Strep throat is a bacterial infection that causes a sudden, severe sore throat along with red, swollen tonsils that often have white patches or streaks of pus. Unlike a regular sore throat from a cold, strep comes on fast, hits hard, and needs antibiotics to clear up safely. Most cases last three to five days with treatment.
What Strep Throat Looks and Feels Like
The hallmark of strep throat is a sore throat that appears suddenly, not one that builds gradually over a day or two. Your tonsils become red and swollen, and you may notice white patches or streaks of pus on them. Another telltale sign is tiny red spots on the roof of your mouth, called petechiae. Your lymph nodes along the front of your neck will often feel swollen and tender.
Fever is common, and many people also experience headache, stomach pain, or nausea, particularly children. What strep throat typically does not cause is equally important: if you have a runny nose, cough, hoarseness, or pink eye, the culprit is more likely a virus than strep. That distinction is one of the key things doctors use to decide whether to test you.
What Causes It
Strep throat is caused by a bacterium called group A Streptococcus. It spreads through respiratory droplets when an infected person coughs, sneezes, or talks, and through shared food or drinks. The bacteria colonize the tissue at the back of your throat and on your tonsils, triggering the immune response that produces the swelling, redness, and pain you feel.
Interestingly, between 5 and 15% of children carry group A strep in their throats at any given time without showing symptoms. These carriers can test positive on a throat swab even though they don’t have an active infection, which is one reason doctors generally won’t test you unless symptoms point toward strep.
How It’s Diagnosed
Doctors use a set of clinical clues to decide whether strep is likely before running a test. The criteria they weigh include your age, whether you have a fever, swollen lymph nodes in the front of your neck, pus on your tonsils, and whether you have a cough (the absence of a cough makes strep more likely). If the picture fits, you’ll get a rapid strep test, which involves a quick throat swab and returns results in minutes. A throat culture, which takes a day or two, is sometimes used as a backup if the rapid test is negative but suspicion remains high.
How Strep Throat Is Treated
Antibiotics are the standard treatment. Penicillin and amoxicillin are the first choices, and the typical course lasts 10 days. It’s important to finish the full course even though you’ll start feeling better much sooner. If you have a penicillin allergy, several alternatives are available, so let your doctor know upfront.
Most people notice improvement within a day or two of starting antibiotics. You become much less contagious within 24 to 48 hours of your first dose. The general rule is that once you’ve been on antibiotics for at least 24 hours and your fever has broken, you can return to work, school, or daycare without worrying about spreading it to others. Without antibiotics, you remain contagious for longer and face a higher risk of complications.
What Happens if Strep Goes Untreated
Most of the time, the sore throat itself would eventually resolve on its own. The real danger of skipping treatment is what can happen afterward. The most serious complication is rheumatic fever, an inflammatory condition that can damage the heart, joints, brain, and skin. Rheumatic fever develops when the body’s immune response to the strep bacteria misfires and begins attacking its own tissues.
If rheumatic fever goes untreated, it can progress to rheumatic heart disease, which weakens the valves between the chambers of the heart. Severe cases can require heart surgery and can be fatal. Symptoms of rheumatic fever include chest pain, a fast heartbeat, shortness of breath, new heart murmurs, and joint pain. Another possible complication is a kidney condition called post-streptococcal glomerulonephritis, where the immune response damages the kidneys’ filtering units.
These complications are uncommon in places where antibiotics are readily available, but they are the reason strep throat is treated with a full 10-day course rather than just managing symptoms until you feel better. The antibiotics aren’t only clearing the infection.
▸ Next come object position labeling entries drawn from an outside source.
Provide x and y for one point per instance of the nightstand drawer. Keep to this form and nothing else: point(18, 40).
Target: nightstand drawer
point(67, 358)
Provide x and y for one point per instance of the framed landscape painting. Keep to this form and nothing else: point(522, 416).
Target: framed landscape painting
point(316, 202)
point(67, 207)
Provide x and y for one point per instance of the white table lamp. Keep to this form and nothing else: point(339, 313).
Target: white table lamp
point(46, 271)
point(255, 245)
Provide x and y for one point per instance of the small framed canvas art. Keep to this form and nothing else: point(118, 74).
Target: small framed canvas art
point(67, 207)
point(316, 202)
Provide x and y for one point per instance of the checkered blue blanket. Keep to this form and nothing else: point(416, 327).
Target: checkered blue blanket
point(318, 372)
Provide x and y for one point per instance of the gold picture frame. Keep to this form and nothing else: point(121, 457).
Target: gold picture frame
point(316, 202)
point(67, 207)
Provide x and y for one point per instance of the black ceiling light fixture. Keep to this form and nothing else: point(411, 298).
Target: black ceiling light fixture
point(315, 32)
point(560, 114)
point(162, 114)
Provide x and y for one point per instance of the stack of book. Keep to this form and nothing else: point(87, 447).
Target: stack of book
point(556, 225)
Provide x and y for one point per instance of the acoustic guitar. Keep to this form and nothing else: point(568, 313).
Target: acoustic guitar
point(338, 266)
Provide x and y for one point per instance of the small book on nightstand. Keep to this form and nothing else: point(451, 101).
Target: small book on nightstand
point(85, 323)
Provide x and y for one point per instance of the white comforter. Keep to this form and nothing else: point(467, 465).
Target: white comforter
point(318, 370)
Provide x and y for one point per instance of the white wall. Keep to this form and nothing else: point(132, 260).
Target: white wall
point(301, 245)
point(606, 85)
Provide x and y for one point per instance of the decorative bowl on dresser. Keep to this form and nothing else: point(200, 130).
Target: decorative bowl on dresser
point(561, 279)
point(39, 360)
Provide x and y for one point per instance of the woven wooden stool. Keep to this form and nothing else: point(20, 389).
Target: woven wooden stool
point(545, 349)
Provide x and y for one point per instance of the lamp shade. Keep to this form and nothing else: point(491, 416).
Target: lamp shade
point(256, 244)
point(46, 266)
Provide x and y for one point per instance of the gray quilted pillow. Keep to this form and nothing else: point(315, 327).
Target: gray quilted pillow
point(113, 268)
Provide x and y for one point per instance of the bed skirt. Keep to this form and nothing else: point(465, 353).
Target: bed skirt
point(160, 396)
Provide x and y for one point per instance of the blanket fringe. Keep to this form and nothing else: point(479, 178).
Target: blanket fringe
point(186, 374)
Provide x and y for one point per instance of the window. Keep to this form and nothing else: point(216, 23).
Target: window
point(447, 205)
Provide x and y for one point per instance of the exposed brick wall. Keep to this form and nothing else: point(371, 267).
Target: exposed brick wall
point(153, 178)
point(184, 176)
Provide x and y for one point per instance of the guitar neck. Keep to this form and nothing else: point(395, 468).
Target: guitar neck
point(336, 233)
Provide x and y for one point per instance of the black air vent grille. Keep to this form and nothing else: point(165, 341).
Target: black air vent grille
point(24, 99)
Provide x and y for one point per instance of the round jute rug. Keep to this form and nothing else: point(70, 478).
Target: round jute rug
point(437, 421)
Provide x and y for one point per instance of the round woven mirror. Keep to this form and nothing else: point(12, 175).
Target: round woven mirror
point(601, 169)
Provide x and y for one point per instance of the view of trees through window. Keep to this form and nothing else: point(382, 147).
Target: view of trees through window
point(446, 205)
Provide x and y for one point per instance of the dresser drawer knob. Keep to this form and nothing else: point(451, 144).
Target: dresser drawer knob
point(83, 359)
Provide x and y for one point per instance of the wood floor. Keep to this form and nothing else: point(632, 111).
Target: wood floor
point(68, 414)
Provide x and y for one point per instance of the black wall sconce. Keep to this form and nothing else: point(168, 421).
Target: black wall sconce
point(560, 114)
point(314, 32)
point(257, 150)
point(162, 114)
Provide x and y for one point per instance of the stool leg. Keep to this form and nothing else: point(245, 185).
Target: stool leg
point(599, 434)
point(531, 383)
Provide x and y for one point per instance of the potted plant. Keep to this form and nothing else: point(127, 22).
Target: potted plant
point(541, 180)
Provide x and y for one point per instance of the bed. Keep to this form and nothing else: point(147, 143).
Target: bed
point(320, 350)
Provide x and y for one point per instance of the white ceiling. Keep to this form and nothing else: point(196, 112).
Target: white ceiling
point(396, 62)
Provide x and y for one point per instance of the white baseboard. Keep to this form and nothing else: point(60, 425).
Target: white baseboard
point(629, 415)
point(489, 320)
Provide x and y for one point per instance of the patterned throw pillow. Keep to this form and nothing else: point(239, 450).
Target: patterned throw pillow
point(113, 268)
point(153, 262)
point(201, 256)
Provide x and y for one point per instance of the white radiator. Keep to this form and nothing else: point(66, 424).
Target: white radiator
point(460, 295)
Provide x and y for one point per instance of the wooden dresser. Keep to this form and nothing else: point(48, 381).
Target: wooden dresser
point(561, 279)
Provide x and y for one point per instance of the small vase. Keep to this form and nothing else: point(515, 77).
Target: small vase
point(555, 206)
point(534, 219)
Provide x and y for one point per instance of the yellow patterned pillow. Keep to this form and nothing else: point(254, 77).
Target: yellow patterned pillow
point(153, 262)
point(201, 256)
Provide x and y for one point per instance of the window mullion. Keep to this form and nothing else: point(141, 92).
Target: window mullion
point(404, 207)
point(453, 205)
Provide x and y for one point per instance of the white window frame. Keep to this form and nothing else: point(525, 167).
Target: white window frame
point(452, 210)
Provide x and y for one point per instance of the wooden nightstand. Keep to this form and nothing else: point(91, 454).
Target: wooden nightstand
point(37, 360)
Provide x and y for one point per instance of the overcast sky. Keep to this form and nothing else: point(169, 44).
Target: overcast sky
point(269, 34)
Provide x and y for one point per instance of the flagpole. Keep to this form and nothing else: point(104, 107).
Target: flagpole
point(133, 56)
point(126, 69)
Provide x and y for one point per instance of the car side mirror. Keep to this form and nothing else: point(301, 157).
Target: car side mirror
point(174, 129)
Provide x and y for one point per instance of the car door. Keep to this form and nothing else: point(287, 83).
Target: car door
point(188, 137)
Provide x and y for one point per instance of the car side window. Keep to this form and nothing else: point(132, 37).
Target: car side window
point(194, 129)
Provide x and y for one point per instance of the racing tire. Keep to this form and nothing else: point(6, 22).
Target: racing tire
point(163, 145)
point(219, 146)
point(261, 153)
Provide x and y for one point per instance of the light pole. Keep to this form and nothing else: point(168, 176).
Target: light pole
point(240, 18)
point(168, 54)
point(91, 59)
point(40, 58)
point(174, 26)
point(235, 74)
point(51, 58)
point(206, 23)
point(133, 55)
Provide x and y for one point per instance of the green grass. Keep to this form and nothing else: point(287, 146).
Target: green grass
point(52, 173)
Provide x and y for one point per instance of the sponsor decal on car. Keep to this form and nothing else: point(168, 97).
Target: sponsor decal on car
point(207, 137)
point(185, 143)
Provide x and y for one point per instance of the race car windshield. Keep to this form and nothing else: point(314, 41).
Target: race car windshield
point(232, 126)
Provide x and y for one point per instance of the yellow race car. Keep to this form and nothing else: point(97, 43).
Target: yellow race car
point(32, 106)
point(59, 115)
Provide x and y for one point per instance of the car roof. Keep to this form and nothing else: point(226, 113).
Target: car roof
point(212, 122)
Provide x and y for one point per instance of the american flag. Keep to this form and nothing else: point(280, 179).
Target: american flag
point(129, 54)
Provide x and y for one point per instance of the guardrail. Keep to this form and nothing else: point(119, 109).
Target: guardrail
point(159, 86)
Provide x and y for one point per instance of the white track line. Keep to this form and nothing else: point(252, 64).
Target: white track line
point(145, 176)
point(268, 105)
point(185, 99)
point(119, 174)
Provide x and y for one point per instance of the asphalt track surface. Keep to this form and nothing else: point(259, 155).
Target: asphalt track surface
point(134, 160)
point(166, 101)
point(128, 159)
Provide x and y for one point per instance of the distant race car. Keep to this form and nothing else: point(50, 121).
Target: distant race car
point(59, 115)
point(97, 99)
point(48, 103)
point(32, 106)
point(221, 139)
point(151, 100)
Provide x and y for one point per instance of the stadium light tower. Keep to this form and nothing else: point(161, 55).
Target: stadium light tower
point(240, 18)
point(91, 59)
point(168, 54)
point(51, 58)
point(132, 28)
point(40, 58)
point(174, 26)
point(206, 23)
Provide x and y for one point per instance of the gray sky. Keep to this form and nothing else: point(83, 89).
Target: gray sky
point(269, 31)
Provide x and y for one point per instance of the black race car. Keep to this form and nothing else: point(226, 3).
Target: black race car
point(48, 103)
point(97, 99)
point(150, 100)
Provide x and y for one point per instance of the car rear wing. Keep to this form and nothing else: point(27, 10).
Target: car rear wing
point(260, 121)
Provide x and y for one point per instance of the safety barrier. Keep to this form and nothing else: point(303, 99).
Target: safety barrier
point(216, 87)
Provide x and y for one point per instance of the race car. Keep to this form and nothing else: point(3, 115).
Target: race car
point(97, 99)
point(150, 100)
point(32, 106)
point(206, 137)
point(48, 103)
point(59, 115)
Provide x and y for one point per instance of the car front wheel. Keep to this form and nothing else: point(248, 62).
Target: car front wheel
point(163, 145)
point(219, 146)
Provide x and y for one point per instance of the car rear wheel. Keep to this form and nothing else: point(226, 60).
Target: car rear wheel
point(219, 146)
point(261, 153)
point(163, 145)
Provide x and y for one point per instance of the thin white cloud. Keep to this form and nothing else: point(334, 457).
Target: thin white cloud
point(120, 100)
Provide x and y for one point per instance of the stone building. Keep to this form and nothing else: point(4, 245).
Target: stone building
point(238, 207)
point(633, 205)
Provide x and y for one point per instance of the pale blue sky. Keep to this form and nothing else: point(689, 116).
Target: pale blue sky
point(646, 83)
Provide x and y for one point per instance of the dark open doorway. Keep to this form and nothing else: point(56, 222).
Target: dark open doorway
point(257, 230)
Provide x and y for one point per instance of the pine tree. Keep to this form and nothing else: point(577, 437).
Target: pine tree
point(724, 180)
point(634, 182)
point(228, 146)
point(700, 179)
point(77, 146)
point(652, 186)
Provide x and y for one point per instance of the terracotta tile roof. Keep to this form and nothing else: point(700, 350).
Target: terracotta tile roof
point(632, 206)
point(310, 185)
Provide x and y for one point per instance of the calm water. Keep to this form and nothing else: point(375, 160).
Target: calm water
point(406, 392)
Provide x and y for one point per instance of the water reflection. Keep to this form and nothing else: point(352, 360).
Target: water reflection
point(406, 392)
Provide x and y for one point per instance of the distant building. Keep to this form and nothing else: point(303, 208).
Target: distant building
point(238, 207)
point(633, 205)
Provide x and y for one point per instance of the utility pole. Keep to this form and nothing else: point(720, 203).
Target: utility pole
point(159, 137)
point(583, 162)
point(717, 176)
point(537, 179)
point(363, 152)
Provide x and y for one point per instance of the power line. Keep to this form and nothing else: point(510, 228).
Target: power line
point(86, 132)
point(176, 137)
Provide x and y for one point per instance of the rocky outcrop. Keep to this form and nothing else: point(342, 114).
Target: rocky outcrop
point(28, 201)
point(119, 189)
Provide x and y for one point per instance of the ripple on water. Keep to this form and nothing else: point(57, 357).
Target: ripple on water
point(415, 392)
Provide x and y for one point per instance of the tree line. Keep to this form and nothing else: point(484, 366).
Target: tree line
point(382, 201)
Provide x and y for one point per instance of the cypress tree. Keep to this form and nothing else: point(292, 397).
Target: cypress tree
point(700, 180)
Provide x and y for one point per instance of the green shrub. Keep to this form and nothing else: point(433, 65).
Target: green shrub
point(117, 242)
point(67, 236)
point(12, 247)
They’re preventing the immune overreaction that causes lasting damage.
Strep Throat vs. a Viral Sore Throat
The overlap in symptoms between strep and a garden-variety viral sore throat is why testing matters. A few patterns can help you tell them apart before you even get to a clinic:
- Speed of onset: Strep tends to hit suddenly. A viral sore throat usually creeps in alongside other cold symptoms.
- Cough and congestion: If you’re coughing, sneezing, or dealing with a runny nose, it’s more likely viral. Strep rarely causes those symptoms.
- White patches on tonsils: Common with strep, less so with most viral infections.
- Fever: Strep often produces a higher fever. Many viral sore throats come with a low-grade fever or none at all.
- Age: Strep is most common in children between 5 and 15. It’s less common in adults and rare in children under 3.
None of these signs are definitive on their own. A throat swab is the only way to confirm strep, and knowing for certain matters because antibiotics won’t help a viral infection but are essential for a bacterial one.